“Well, when Americans do it, it’s because they’re disgusting, gluttonous pigs. When we do it, it’s because we truly understand how to elevate the flavors of fine cuisine.”

– the French, on using exorbitant amounts of butter in food

Maybe it’s because I’m Filipino and our culture has always been a bastard amalgam of American, Spanish, East, Southeast, and South Asian influences, but I have never cared much for the sentiment of, “How DARE you make X dish like Y?! That’s not how you do it!”

As long as the end result still tastes good (by whoever will be eating it), that should be the only thing of concern. My genuine response to any out-of-the-ordinary dish or food combination is, “If there are a good number of people who enjoy this, I’ll at least try it.” Even if my immediate response is, “Eugh,” my follow-up is usually, “but actually, what if?”

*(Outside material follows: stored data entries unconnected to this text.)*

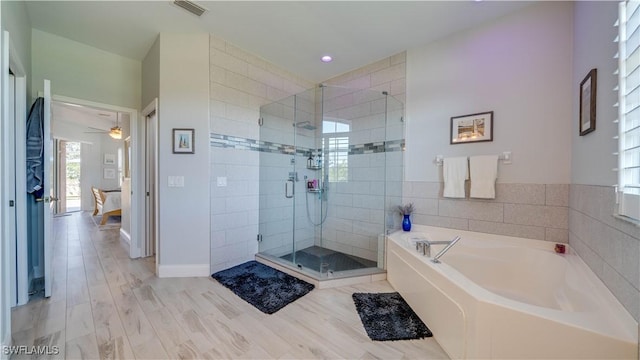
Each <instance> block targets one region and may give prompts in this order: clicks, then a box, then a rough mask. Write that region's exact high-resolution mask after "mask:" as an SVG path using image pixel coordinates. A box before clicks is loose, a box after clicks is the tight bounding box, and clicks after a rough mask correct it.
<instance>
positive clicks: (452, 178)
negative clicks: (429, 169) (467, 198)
mask: <svg viewBox="0 0 640 360" xmlns="http://www.w3.org/2000/svg"><path fill="white" fill-rule="evenodd" d="M442 176H443V178H444V193H443V196H444V197H450V198H464V197H465V193H464V181H465V180H467V179H468V178H469V167H468V162H467V157H466V156H464V157H455V158H445V159H444V161H443V164H442Z"/></svg>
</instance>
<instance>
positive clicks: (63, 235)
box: [12, 212, 447, 359]
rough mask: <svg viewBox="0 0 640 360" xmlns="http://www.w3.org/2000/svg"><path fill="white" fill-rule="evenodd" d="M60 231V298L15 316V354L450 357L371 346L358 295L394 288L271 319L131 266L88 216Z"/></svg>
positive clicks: (120, 247)
mask: <svg viewBox="0 0 640 360" xmlns="http://www.w3.org/2000/svg"><path fill="white" fill-rule="evenodd" d="M54 222H55V223H54V229H55V241H54V254H53V277H54V280H53V281H54V282H53V293H52V296H51V298H50V299H48V300H45V299H39V300H34V301H32V302H29V303H28V304H27V305H24V306H21V307H18V308H14V309H13V313H12V324H13V345H26V346H32V345H35V346H51V347H53V346H58V347H59V349H60V354H59V355H48V356H42V357H40V358H52V359H61V358H67V359H81V358H83V359H96V358H102V359H113V358H119V359H124V358H126V359H132V358H139V359H141V358H146V359H163V358H169V359H177V358H209V359H210V358H225V359H228V358H244V359H252V358H260V359H265V358H290V359H300V358H305V359H310V358H352V359H357V358H385V359H389V358H420V359H426V358H429V359H442V358H447V356H446V354H445V353H444V352H443V350H442V349H441V348H440V346H439V345H438V344H437V343H436V342H435V340H433V338H430V339H422V340H412V341H393V342H391V341H389V342H373V341H371V340H369V338H368V337H367V335H366V333H365V331H364V329H363V327H362V325H361V323H360V319H359V317H358V315H357V313H356V311H355V306H354V305H353V301H352V299H351V294H352V293H353V292H389V291H393V290H392V289H391V287H390V286H389V284H388V283H387V282H386V281H380V282H376V283H371V284H364V285H356V286H345V287H341V288H334V289H322V290H320V289H315V290H313V291H312V292H311V293H309V294H307V295H306V296H304V297H302V298H301V299H299V300H298V301H296V302H294V303H292V304H290V305H288V306H287V307H285V308H284V309H282V310H280V311H279V312H277V313H275V314H273V315H266V314H263V313H262V312H260V311H258V310H257V309H255V308H254V307H252V306H251V305H249V304H247V303H245V302H244V301H242V300H240V298H238V297H236V296H235V295H234V294H233V293H231V292H230V291H229V290H227V289H226V288H224V287H223V286H222V285H220V284H218V283H217V282H216V281H214V280H212V279H211V278H170V279H159V278H157V277H155V276H154V275H153V268H154V264H153V259H152V258H149V259H138V260H130V259H129V257H128V254H127V251H125V248H124V246H123V245H122V243H121V242H120V239H119V232H118V230H117V229H108V230H99V229H98V228H97V227H96V226H95V224H94V223H93V221H92V219H91V216H90V214H89V213H87V212H81V213H74V214H73V215H72V216H64V217H58V218H55V220H54ZM13 358H14V359H15V358H18V359H19V358H29V359H31V358H32V357H30V356H15V355H14V356H13Z"/></svg>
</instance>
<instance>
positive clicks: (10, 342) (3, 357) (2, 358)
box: [0, 331, 11, 359]
mask: <svg viewBox="0 0 640 360" xmlns="http://www.w3.org/2000/svg"><path fill="white" fill-rule="evenodd" d="M9 346H11V331H9V333H8V334H6V335H5V337H4V339H2V344H0V359H9V355H6V354H5V352H4V349H6V348H7V347H9Z"/></svg>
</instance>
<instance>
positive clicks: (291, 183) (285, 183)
mask: <svg viewBox="0 0 640 360" xmlns="http://www.w3.org/2000/svg"><path fill="white" fill-rule="evenodd" d="M289 183H291V191H289ZM293 194H295V184H294V182H293V180H287V181H285V183H284V197H286V198H287V199H291V198H293Z"/></svg>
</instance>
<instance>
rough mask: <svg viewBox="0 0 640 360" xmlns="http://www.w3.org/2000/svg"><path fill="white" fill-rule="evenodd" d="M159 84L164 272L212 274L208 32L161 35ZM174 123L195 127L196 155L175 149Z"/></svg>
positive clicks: (188, 126)
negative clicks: (180, 152) (210, 186)
mask: <svg viewBox="0 0 640 360" xmlns="http://www.w3.org/2000/svg"><path fill="white" fill-rule="evenodd" d="M159 84H160V92H159V94H160V96H159V110H158V113H159V120H158V123H159V132H158V136H159V143H158V146H159V152H158V159H159V164H158V167H159V178H158V179H157V183H158V192H159V204H158V208H159V242H160V248H159V276H178V275H182V276H207V275H209V224H210V220H209V219H210V217H209V214H210V209H209V34H166V33H162V34H160V81H159ZM173 128H193V129H195V139H194V145H195V154H173V153H172V138H171V136H172V129H173ZM168 176H183V177H184V187H171V188H170V187H168Z"/></svg>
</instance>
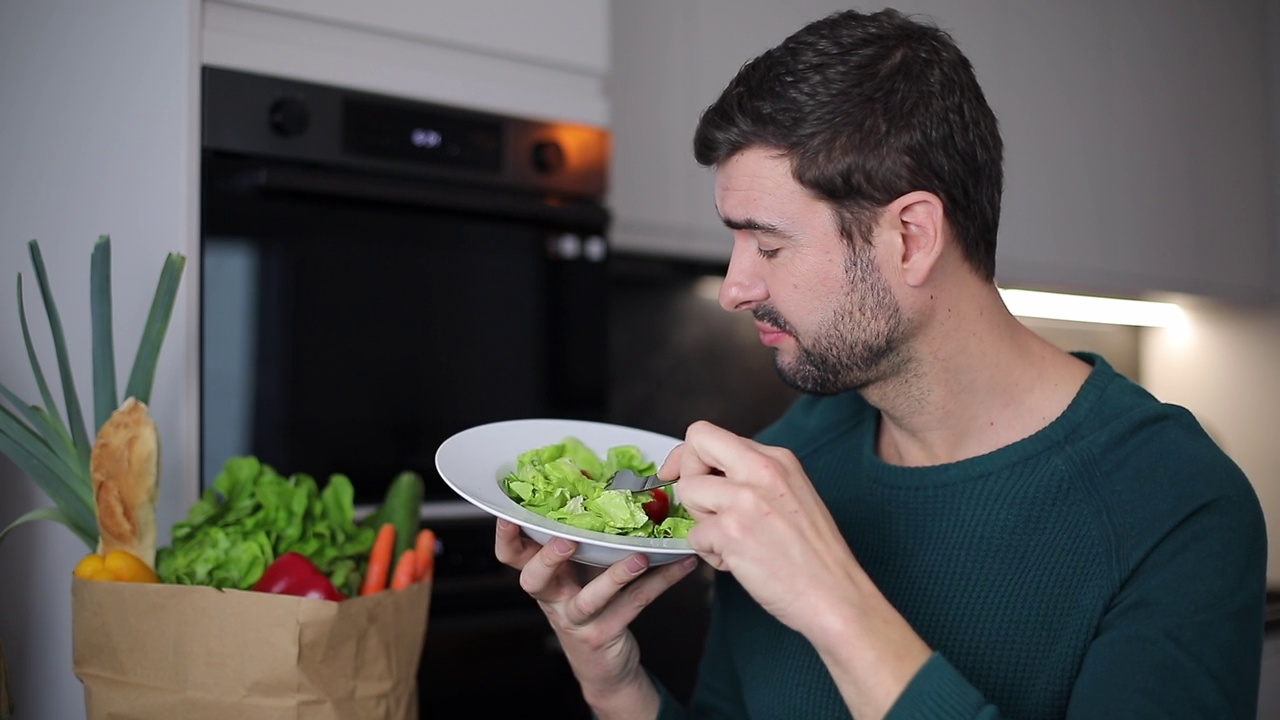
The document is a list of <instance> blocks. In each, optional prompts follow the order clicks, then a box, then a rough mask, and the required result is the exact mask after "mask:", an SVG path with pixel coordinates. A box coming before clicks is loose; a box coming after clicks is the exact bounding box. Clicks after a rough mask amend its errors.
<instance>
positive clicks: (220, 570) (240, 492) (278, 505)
mask: <svg viewBox="0 0 1280 720" xmlns="http://www.w3.org/2000/svg"><path fill="white" fill-rule="evenodd" d="M355 497H356V492H355V487H352V484H351V479H349V478H347V477H346V475H340V474H335V475H332V477H330V478H329V482H328V483H326V484H325V487H324V488H323V489H321V488H320V486H319V483H316V480H315V478H312V477H310V475H306V474H302V473H298V474H293V475H289V477H284V475H280V474H279V473H276V471H275V470H274V469H273V468H271V466H270V465H264V464H261V462H260V461H259V460H257V459H256V457H253V456H243V457H232V459H229V460H228V461H227V462H225V464H224V465H223V471H221V473H219V474H218V478H216V479H214V487H211V488H209V489H206V491H205V493H204V495H202V496H201V498H200V500H198V501H197V502H196V503H195V505H192V506H191V509H189V510H188V511H187V518H186V519H184V520H180V521H178V523H174V525H173V530H172V542H170V544H169V546H166V547H161V548H160V550H159V551H157V552H156V574H157V575H160V579H161V580H163V582H165V583H177V584H187V585H211V587H215V588H238V589H248V588H251V587H253V583H256V582H257V579H259V578H261V577H262V573H264V571H265V570H266V566H268V565H270V564H271V562H273V561H274V560H275V559H276V557H279V556H282V555H284V553H285V552H291V551H294V552H301V553H302V555H305V556H307V559H310V560H311V561H312V562H314V564H315V565H316V566H317V568H319V569H320V570H321V571H324V573H325V574H326V575H328V577H329V579H330V580H332V582H333V584H334V587H337V588H338V589H339V591H342V592H343V593H346V594H347V596H348V597H349V596H353V594H356V592H357V591H358V588H360V570H361V562H364V560H365V559H366V557H367V555H369V550H370V548H371V547H372V544H374V537H375V536H376V530H375V529H372V528H367V527H361V525H357V523H356V506H355Z"/></svg>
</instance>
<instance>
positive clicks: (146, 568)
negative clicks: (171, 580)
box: [102, 550, 160, 583]
mask: <svg viewBox="0 0 1280 720" xmlns="http://www.w3.org/2000/svg"><path fill="white" fill-rule="evenodd" d="M102 566H104V568H105V569H106V570H110V571H111V573H113V574H114V575H115V577H116V579H119V580H124V582H127V583H159V582H160V578H159V577H156V571H155V570H152V569H151V566H148V565H147V564H146V562H143V561H142V560H140V559H138V556H136V555H133V553H132V552H128V551H125V550H113V551H110V552H108V553H106V557H104V559H102Z"/></svg>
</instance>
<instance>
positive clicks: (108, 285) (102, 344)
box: [88, 234, 120, 437]
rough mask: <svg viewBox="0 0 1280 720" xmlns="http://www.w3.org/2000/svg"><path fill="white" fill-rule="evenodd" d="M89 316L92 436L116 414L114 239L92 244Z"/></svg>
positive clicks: (90, 264) (101, 237) (99, 238)
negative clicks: (90, 340)
mask: <svg viewBox="0 0 1280 720" xmlns="http://www.w3.org/2000/svg"><path fill="white" fill-rule="evenodd" d="M88 293H90V314H91V319H92V323H93V436H95V437H96V436H97V429H99V428H101V427H102V424H104V423H106V420H108V419H109V418H110V416H111V413H115V409H116V407H119V405H120V401H119V400H118V398H116V395H115V341H114V338H113V332H111V238H110V237H109V236H105V234H104V236H100V237H99V238H97V242H96V243H95V245H93V256H92V260H91V263H90V275H88Z"/></svg>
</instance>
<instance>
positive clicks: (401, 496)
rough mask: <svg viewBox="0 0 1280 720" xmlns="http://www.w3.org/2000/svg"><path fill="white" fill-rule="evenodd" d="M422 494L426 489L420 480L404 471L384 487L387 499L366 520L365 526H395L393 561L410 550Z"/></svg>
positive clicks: (421, 504)
mask: <svg viewBox="0 0 1280 720" xmlns="http://www.w3.org/2000/svg"><path fill="white" fill-rule="evenodd" d="M425 493H426V486H425V484H424V483H422V477H421V475H419V474H417V473H413V471H411V470H404V471H403V473H401V474H398V475H396V479H393V480H392V484H390V486H388V488H387V497H385V498H384V500H383V505H381V507H379V509H378V510H376V511H374V512H372V514H371V515H370V516H369V519H366V523H372V524H374V527H376V525H381V524H383V523H390V524H392V525H396V555H394V557H399V556H401V553H403V552H404V551H406V550H408V548H411V547H413V541H415V539H416V538H417V530H419V529H420V528H421V525H422V521H421V516H420V515H419V512H420V510H421V507H422V497H424V495H425Z"/></svg>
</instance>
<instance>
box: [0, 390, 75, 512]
mask: <svg viewBox="0 0 1280 720" xmlns="http://www.w3.org/2000/svg"><path fill="white" fill-rule="evenodd" d="M0 395H3V396H4V397H5V398H6V400H8V401H9V402H10V404H12V405H13V406H14V407H15V409H17V410H18V413H22V416H23V419H26V420H27V424H28V425H31V427H32V428H33V429H35V430H36V432H38V433H40V436H41V437H42V438H44V439H45V443H46V445H47V446H49V448H50V450H52V451H54V452H55V454H58V456H59V457H60V459H61V460H63V461H64V462H65V464H67V466H68V468H69V469H70V470H73V471H74V473H76V475H77V479H81V480H84V484H86V487H88V482H87V480H88V477H87V475H86V473H84V470H83V468H81V465H79V455H77V454H76V445H74V443H73V442H72V438H70V436H68V434H67V428H64V427H63V425H61V424H60V423H55V421H54V419H52V418H50V416H49V413H46V411H45V409H44V407H38V406H36V405H27V404H26V402H23V401H22V398H20V397H18V396H17V395H15V393H14V392H13V391H12V389H9V388H6V387H4V384H0Z"/></svg>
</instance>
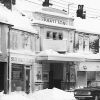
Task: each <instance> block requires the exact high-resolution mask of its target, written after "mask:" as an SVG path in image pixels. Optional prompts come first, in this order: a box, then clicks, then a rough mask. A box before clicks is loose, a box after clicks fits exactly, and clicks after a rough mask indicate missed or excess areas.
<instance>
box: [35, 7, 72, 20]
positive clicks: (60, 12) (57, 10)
mask: <svg viewBox="0 0 100 100" xmlns="http://www.w3.org/2000/svg"><path fill="white" fill-rule="evenodd" d="M35 12H39V13H44V14H49V15H53V16H59V17H64V18H69V19H73V20H74V18H73V17H71V16H69V15H68V14H67V13H66V12H64V11H62V10H59V9H56V8H53V7H42V8H40V9H36V10H35Z"/></svg>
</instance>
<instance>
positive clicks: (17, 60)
mask: <svg viewBox="0 0 100 100" xmlns="http://www.w3.org/2000/svg"><path fill="white" fill-rule="evenodd" d="M11 62H27V63H32V62H33V59H30V58H17V57H11Z"/></svg>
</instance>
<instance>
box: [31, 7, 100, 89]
mask: <svg viewBox="0 0 100 100" xmlns="http://www.w3.org/2000/svg"><path fill="white" fill-rule="evenodd" d="M43 9H44V10H43V11H38V12H35V13H34V14H33V17H34V19H36V20H35V21H33V26H35V25H36V28H37V31H38V33H39V36H40V40H39V41H40V52H39V55H38V56H40V58H39V59H38V57H37V64H38V65H39V66H40V67H36V69H39V68H40V69H41V71H40V73H41V75H40V76H41V80H40V81H39V85H37V88H38V87H39V88H38V89H44V88H53V87H57V88H60V89H63V90H70V89H75V88H77V87H80V86H87V79H86V77H87V74H86V73H87V72H86V71H78V68H80V65H81V64H82V63H84V64H85V63H86V62H87V57H86V55H89V54H95V55H96V54H97V53H99V35H98V34H92V33H86V32H81V31H78V30H76V29H75V28H74V24H73V22H74V19H73V18H68V17H67V15H66V16H65V14H61V13H59V11H56V12H58V14H57V13H55V15H54V14H53V12H55V10H54V9H52V8H48V7H47V8H43ZM48 12H49V14H48ZM37 16H38V17H37ZM49 50H54V51H56V54H57V55H56V58H55V54H54V55H53V52H51V53H49ZM42 51H44V54H42V55H41V52H42ZM45 51H47V52H45ZM61 54H62V55H64V56H63V57H62V55H61ZM69 54H71V55H70V56H69ZM58 55H60V57H61V58H59V56H58ZM88 63H91V62H88ZM94 63H95V64H96V63H97V62H94ZM35 72H37V71H35ZM45 73H46V75H45ZM44 76H45V77H46V78H45V79H46V80H44ZM81 76H82V77H81ZM34 77H35V76H34ZM82 78H83V80H81V79H82ZM83 81H84V82H83ZM36 83H38V81H37V80H36ZM81 83H82V85H80V84H81Z"/></svg>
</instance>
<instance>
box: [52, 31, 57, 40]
mask: <svg viewBox="0 0 100 100" xmlns="http://www.w3.org/2000/svg"><path fill="white" fill-rule="evenodd" d="M53 39H54V40H56V39H57V32H53Z"/></svg>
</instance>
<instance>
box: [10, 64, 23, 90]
mask: <svg viewBox="0 0 100 100" xmlns="http://www.w3.org/2000/svg"><path fill="white" fill-rule="evenodd" d="M23 84H24V65H22V64H12V76H11V86H12V87H11V91H24V85H23Z"/></svg>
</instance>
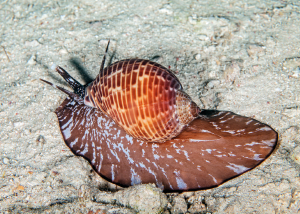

Then I noticed, these days it seems like it’s only white Americans (and Brits sometimes) who get this kinda flak. It used to be far more prevalent for “foreign” foods to be objects of ridicule, but with our modern “multicultural” sentiments, we’ve decided to be more embracing of foods that are perceived as “foreign,” but more hostile towards what is enjoyed by the “default” groups in power (i.e. white Americans). Japanese people put ketchup on their omurice and it’s oh-so-charming. Pacific Islanders and Koreans put spam in everything and it becomes the next food trend.

And on that note, why the hell does spam cost $6.99 at my local grocery now?! It’s supposed to be poor people food! Bacon got too expensive so you would think spam would naturally be the affordable alternative for cured-meat breakfast accompaniments! This is the real violation of food standards!